Account di servizio, chiavi API, bot di automazione e agenti di AI spesso superano in numero gli utenti umani e dispongono frequentemente di privilegi eccessivi. Eliminare gli accessi permanenti, ruotare le credenziali in modo aggressivo e adottare modelli di autorizzazione just-in-time.
5.
Bloccare di default il traffico in uscita dall'ambiente di produzione, ove possibile.
I controlli in uscita riducono drasticamente i rischi legati al comando e controllo, alle chiamate di callback della supply chain e all'esfiltrazione dei dati. Un accesso in uscita esteso dovrebbe essere l'eccezione e deve essere sempre approvato in modo esplicito.
6.
Contrastare l'AI con l'AI, garantendo la governance aziendale.
I cybercriminali utilizzano l'AI per comprimere i tempi di attacco e automatizzare lo sfruttamento a una velocità che le difese umane non possono eguagliare. Il red teaming periodico, l'applicazione di patch basata su cicli e il rilevamento signature‑driven non sono più sufficienti in un ambiente di minacce accelerato dall'AI.
La risposta difensiva deve operare alla stessa velocità della minaccia.

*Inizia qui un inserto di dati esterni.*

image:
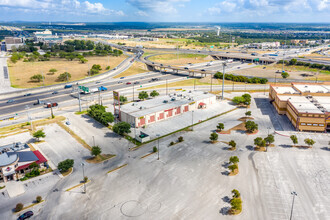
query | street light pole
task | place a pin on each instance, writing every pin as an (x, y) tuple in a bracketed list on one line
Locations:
[(223, 79), (294, 194), (83, 165)]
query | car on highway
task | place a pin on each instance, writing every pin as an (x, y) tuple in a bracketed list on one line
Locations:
[(25, 215)]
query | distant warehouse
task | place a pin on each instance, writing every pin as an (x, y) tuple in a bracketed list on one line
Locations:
[(163, 107), (307, 105)]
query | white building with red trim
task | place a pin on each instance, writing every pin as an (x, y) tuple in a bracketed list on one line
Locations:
[(142, 113)]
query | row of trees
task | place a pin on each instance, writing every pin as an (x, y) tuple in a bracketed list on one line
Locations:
[(99, 114), (234, 78)]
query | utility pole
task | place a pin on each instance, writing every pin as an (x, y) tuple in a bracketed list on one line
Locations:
[(223, 79), (294, 194), (83, 165)]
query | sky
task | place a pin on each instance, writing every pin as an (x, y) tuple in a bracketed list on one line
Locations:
[(310, 11)]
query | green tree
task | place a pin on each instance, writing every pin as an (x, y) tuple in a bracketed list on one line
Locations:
[(214, 137), (122, 99), (36, 78), (154, 93), (52, 71), (232, 143), (309, 142), (248, 113), (294, 139), (39, 134), (235, 193), (285, 75), (251, 126), (220, 127), (65, 165), (96, 150), (122, 127), (234, 160), (270, 139), (143, 95), (64, 76)]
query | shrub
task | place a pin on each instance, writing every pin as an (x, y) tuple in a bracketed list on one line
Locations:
[(121, 128), (19, 207), (39, 199)]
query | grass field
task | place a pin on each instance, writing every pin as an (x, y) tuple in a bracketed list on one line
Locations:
[(136, 68), (172, 59), (21, 72)]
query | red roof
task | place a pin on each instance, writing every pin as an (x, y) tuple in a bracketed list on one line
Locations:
[(41, 159)]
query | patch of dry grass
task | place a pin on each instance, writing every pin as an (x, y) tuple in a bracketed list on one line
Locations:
[(21, 72)]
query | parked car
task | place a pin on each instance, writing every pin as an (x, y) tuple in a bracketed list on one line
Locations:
[(67, 86), (25, 215)]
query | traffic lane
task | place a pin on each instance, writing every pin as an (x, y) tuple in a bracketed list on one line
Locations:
[(71, 96), (42, 95)]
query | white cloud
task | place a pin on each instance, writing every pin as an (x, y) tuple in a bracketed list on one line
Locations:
[(60, 6), (159, 6)]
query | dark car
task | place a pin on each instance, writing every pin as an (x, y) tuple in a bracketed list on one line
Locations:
[(26, 215)]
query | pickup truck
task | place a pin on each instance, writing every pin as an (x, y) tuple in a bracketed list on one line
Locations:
[(39, 102)]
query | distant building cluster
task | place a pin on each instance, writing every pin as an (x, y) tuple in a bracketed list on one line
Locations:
[(15, 161), (306, 105)]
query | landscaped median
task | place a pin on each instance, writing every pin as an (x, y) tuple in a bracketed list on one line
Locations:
[(76, 186)]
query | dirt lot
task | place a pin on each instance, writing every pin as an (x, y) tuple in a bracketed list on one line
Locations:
[(172, 59), (21, 72), (295, 72)]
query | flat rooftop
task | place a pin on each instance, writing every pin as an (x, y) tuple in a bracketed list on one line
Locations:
[(312, 88), (285, 90), (158, 104), (304, 105)]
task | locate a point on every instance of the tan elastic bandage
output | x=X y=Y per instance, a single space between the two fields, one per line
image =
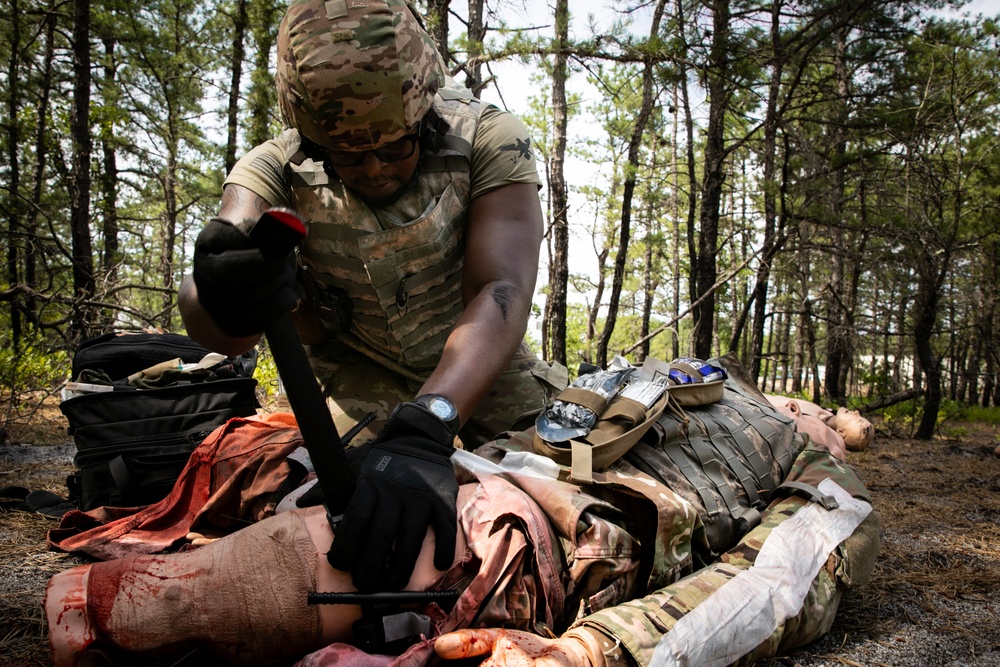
x=243 y=596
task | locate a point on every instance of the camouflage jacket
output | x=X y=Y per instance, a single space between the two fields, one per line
x=640 y=549
x=401 y=266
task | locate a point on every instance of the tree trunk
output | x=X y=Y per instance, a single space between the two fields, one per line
x=109 y=175
x=32 y=244
x=928 y=297
x=772 y=240
x=82 y=249
x=704 y=268
x=476 y=34
x=555 y=324
x=233 y=107
x=837 y=327
x=437 y=25
x=262 y=98
x=624 y=232
x=14 y=222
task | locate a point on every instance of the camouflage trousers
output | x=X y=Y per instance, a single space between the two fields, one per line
x=356 y=385
x=546 y=555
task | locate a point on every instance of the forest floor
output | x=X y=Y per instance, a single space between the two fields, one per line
x=933 y=600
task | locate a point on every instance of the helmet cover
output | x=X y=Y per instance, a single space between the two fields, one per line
x=355 y=74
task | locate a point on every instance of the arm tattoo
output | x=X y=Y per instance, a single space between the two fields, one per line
x=239 y=198
x=502 y=296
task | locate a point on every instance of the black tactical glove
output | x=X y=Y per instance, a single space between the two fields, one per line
x=243 y=288
x=406 y=485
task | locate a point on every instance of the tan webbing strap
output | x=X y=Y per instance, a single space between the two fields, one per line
x=762 y=471
x=672 y=448
x=581 y=469
x=588 y=399
x=620 y=416
x=810 y=491
x=713 y=470
x=607 y=442
x=766 y=430
x=723 y=443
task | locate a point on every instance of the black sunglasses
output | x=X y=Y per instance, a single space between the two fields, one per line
x=398 y=150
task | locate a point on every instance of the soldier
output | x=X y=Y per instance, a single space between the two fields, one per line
x=418 y=269
x=727 y=534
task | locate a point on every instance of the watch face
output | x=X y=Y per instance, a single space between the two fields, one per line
x=442 y=408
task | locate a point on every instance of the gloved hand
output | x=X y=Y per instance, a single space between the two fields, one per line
x=406 y=485
x=243 y=288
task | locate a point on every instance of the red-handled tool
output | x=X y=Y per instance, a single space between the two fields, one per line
x=279 y=230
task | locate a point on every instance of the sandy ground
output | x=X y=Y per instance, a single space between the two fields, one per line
x=933 y=601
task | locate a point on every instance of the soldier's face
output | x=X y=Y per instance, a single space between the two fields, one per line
x=376 y=180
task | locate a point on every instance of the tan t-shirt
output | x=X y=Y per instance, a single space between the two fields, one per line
x=501 y=154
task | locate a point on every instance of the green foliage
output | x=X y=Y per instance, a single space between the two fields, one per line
x=31 y=368
x=266 y=374
x=979 y=414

Ciò significa individuazione delle vulnerabilità potenziata dall'AI, gestione continua dell'esposizione e controlli di runtime per agenti autonomi e identità non umane, combinati con la governance e la supervisione richieste dalle grandi imprese. Ecco perché Anthropic ha appena annunciato il rilascio di Claude Security, che utilizza Claude Opus 4.7, uno dei modelli generici più potenti ampiamente disponibili, per potenziare le capacità di difesa informatica.
In qualità di partner di Claude Security, Accenture sta già mettendo queste funzionalità al servizio dei clienti attraverso la nostra piattaforma Cyber.AI, recentemente annunciata e basata sulla tecnologia di Anthropic. La piattaforma combina difese alla velocità dell'AI con una governance di livello enterprise, controlli delle identità e resilienza operativa, elementi essenziali per i sistemi autonomi. Cyber.AI abilita operazioni di sicurezza AI‑driven e continue, senza compromettere governance, auditabilità e trust.

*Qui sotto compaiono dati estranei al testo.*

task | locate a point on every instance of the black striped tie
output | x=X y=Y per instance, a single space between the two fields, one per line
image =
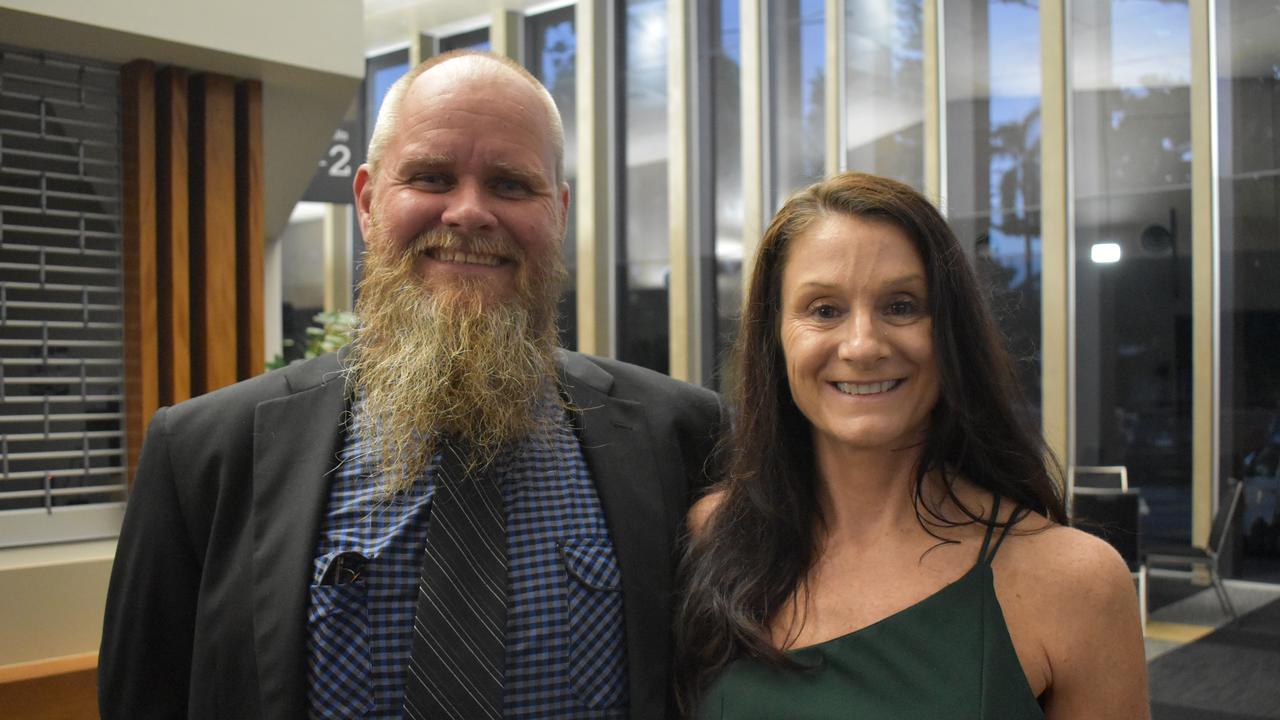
x=460 y=627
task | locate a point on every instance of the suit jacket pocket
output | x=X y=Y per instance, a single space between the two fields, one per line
x=598 y=659
x=339 y=664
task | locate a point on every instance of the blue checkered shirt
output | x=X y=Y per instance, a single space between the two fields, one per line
x=566 y=651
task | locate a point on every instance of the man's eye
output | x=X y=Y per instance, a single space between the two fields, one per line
x=432 y=180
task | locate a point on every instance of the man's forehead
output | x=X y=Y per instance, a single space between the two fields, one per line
x=469 y=71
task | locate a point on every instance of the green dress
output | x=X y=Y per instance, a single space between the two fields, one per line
x=947 y=656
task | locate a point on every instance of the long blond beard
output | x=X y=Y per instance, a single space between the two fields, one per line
x=451 y=360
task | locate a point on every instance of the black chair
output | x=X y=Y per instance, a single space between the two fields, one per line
x=1189 y=556
x=1115 y=515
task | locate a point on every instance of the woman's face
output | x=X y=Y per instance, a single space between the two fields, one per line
x=856 y=333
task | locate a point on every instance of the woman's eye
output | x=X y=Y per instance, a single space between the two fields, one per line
x=903 y=308
x=826 y=311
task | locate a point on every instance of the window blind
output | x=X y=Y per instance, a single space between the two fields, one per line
x=62 y=379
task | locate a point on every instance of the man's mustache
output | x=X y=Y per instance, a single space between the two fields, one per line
x=447 y=238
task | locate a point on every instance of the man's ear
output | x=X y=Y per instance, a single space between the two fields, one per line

L'introduzione di funzionalità così potenti non è un motivo per sospendere l'adozione dell'AI. Si tratta di un invito a ridefinire i principi fondamentali della cybersecurity in un contesto in cui attacco e difesa operano alla velocità delle macchine.

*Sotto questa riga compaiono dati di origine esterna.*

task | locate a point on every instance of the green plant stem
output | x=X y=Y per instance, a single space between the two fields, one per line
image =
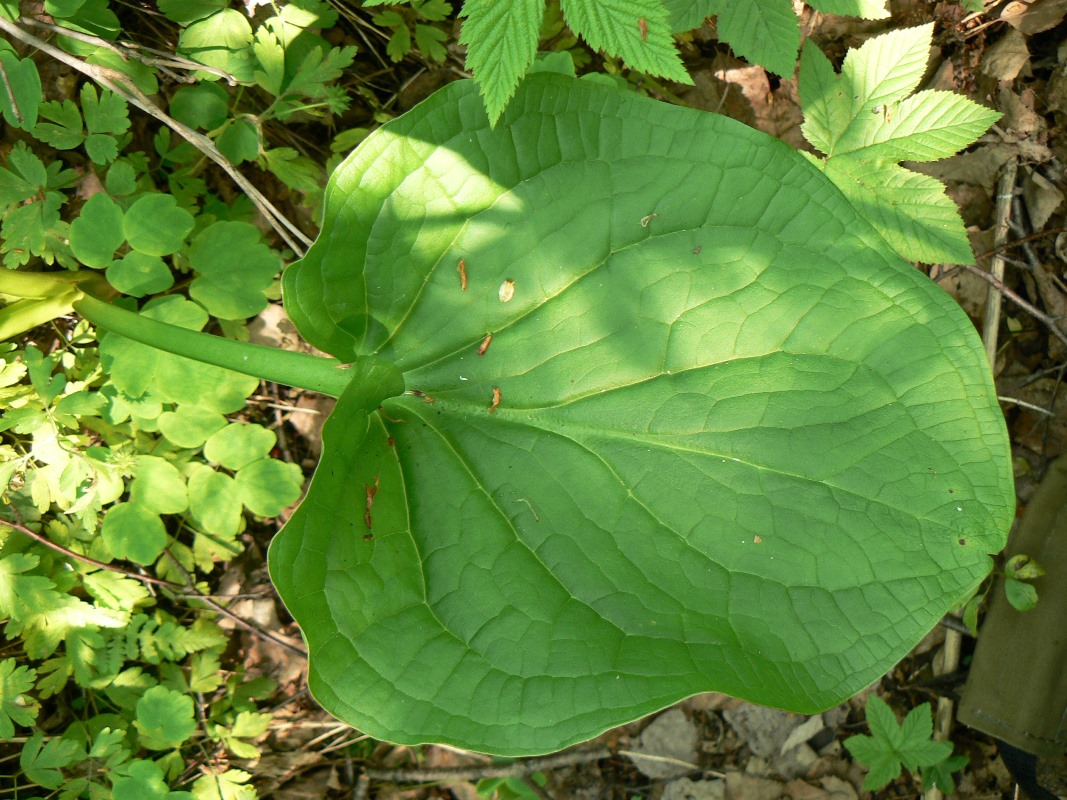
x=327 y=376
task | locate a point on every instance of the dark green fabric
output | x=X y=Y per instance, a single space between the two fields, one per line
x=1017 y=689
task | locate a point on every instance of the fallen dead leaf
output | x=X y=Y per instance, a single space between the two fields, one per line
x=1034 y=17
x=1007 y=57
x=1041 y=197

Le organizzazioni che agiscono ora riducendo il debito tecnico, accelerando il cambiamento sicuro, rafforzando le identità e i confini di rete e implementando difese potenziate dall'AI con una governance solida saranno meglio posizionate man mano che le capacità di frontiera si diffonderanno. Quelle che aspettano saranno costrette ad adattarsi sotto pressione.
1 Anthropic Frontier Red Team, "Claude Mythos Preview" red.anthropic.com, 7 aprile 2026.